Communicate, Collaborate, and get Creative is something we have been preaching at The Mastermind Century Group since its inception over three years ago.  2015 will be our year of collaboration.

Collaborate: To work jointly on an activity, especially to produce or create something sounds like a positive goal.

But how do we start?  

When we are standing flat-footed in January and we are looking at our organization knowing collaboration will help in every endeavor, where do we begin?  To start with, let’s accept every new idea that’s offered.  Sounds crazy huh?  But, think about it. A NO is such a dead end, but a YES leads to possibilities.

Make others look good

Next, make others look good.  Collaboration is difficult because we have such a hard time moving the spotlight off us.  So many organizations have a “me-centric” attitude and culture.  In this ME world, we need freedom: freedom to promote others.  This freedom is totally trust-based as we have to know everyone promotes their coworkers because they know their coworkers will reciprocate.

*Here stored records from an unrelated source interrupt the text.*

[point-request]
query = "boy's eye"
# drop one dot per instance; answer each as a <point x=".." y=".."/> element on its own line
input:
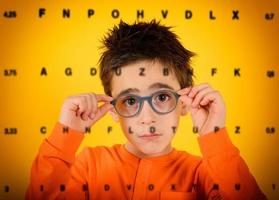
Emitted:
<point x="162" y="97"/>
<point x="129" y="101"/>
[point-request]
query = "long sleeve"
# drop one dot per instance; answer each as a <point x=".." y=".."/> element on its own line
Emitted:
<point x="56" y="173"/>
<point x="223" y="174"/>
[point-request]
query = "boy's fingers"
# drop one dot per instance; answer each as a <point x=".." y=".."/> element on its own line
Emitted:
<point x="103" y="97"/>
<point x="103" y="109"/>
<point x="184" y="90"/>
<point x="197" y="88"/>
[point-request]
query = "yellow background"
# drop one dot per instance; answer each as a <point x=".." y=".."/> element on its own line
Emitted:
<point x="30" y="101"/>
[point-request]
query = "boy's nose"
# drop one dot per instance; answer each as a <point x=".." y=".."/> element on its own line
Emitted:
<point x="147" y="115"/>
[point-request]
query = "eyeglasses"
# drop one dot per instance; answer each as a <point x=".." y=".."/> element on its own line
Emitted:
<point x="130" y="105"/>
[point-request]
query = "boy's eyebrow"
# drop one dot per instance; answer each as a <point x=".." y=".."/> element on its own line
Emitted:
<point x="153" y="86"/>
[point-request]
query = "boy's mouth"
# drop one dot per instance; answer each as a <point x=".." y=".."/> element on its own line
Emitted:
<point x="149" y="136"/>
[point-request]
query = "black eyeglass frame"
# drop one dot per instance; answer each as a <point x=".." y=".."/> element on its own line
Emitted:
<point x="141" y="100"/>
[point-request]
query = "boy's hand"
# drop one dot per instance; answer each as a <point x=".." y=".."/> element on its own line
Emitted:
<point x="81" y="111"/>
<point x="206" y="106"/>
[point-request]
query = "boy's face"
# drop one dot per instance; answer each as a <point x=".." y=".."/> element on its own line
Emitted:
<point x="140" y="124"/>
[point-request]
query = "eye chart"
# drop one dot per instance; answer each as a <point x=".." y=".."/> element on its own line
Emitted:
<point x="49" y="50"/>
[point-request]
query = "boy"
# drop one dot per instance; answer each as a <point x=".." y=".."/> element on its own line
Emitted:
<point x="147" y="78"/>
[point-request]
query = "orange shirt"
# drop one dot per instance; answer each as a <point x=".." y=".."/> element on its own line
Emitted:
<point x="114" y="173"/>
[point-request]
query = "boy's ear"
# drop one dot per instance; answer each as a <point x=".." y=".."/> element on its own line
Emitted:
<point x="114" y="115"/>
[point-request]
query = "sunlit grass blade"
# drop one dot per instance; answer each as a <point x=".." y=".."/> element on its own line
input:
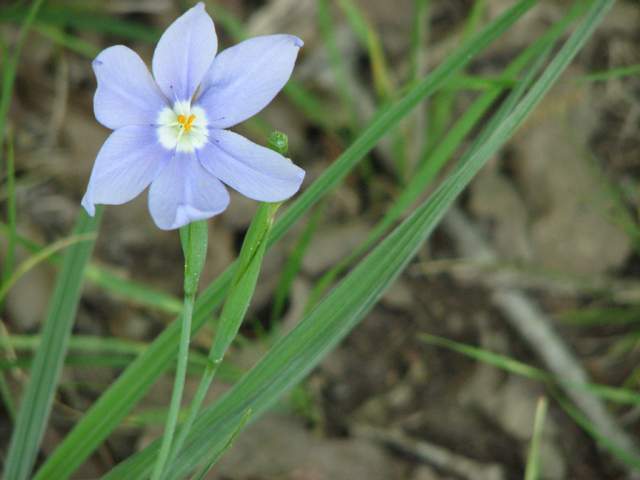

In order to collaborate, we have to trust and we have to be transparent.  The attitude must be this:  “Here’s my idea.  What do you have that can make it better?”

Collaborate or Die 

I recently read that Google took the phrase “collaborate or perish” as a key theme of the company.  But if you Google the phrase, anything but Google comes up.  It appears to be a widely accepted truth.

Companies are flattening organizations on a global scale. Firms are dismantling hierarchies in an attempt to build more collaborative organizations—organizations that rely on reciprocal relationships.

86% of executives acknowledge that collaboration is the key to innovation.

The value of collaboration appears to be recognized everywhere, so why is it so difficult?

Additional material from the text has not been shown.